I’m not saying TCP doesn’t provide a useful facility, but I’m saying that ideally GDB data’s format should be independent of how it’s transmitted.
TCP is supposed to be the transport layer though - a container for the data that can be replaced by another container.
GDB should be the presentation layer - a data format that overall doesn’t care how it’s sent.
Ideally GDB shouldn’t care if it’s going over TCP or over stdin/stdout.
Have you been able to compile @FManga’s emulator with that setup?
The current setup I’m using is quite similar, but it’s SDL2_net that’s causing issues, not SDL itself (as far as I can tell).

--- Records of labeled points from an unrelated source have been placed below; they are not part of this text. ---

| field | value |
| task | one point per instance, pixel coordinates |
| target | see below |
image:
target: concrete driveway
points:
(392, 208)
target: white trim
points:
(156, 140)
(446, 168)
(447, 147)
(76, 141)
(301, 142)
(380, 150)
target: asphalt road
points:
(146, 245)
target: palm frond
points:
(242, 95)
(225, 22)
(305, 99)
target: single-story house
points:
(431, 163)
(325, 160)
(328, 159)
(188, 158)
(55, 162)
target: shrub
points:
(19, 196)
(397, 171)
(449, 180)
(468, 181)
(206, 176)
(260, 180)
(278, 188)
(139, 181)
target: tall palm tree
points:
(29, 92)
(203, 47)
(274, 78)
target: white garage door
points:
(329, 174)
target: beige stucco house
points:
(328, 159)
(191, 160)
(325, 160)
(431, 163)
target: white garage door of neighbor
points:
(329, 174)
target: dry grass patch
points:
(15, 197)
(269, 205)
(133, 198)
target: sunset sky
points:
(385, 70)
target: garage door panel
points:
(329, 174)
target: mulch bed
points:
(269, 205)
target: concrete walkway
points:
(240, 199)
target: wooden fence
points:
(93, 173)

I’ll make some screenshots tomorrow to show you.
In fact I might try getting a separate program up and running with SDL to see if I can narrow down the issue.
I might’ve missed it, but there’s no indication of which way to connect the cable on the other end. I kept checking my connections while I had it flipped all along.
You mean on the J-Link side? That’s true. There is a “1” marked. Its kind of sloppy from Segger. Since it is an “edu” product, I would have used a shrouded (with a collar) header there.
But, the good thing is you can’t break it by putting it backwards.
Edit: pin numbers are indicated in the picture of swd->pokitto pex … there is (1) 3V3. But yes, I could add a picture of the J-Link EDU to make it clearer.
OK, thanks. That bin shows another, unrelated problem, but the “unknown op” has been fixed so at least it runs. Not sure what’s going on with the text here.
Added a new release build for windows/linux (see link in first post).
sampling profiler
Use it like this: PokittoEmu path/to/file.bin -p
Then use this to get the source lines: addr2line -e path/to/file.elf address1 address2 address3...
While the emulator is running it will randomly sample the current instruction to detect hotspots. After shutdown it prints addresses of the top 10 hottest spots in the code, in descending order. These are probably the performance bottlenecks of your game. addr2line is a tool that comes with gcc.
gif recorder
Press F3 to start/stop recording a gif. It will be saved in the same path as the bin that is currently running.
Example gif of a Pokitto bicycle odometer I’m working on:
I really would like to put my binary somewhere so that people could try it with the emulator. How to do it? Just put the binary to google drive (or even GitHub?) and provide a link to start it in the emulator?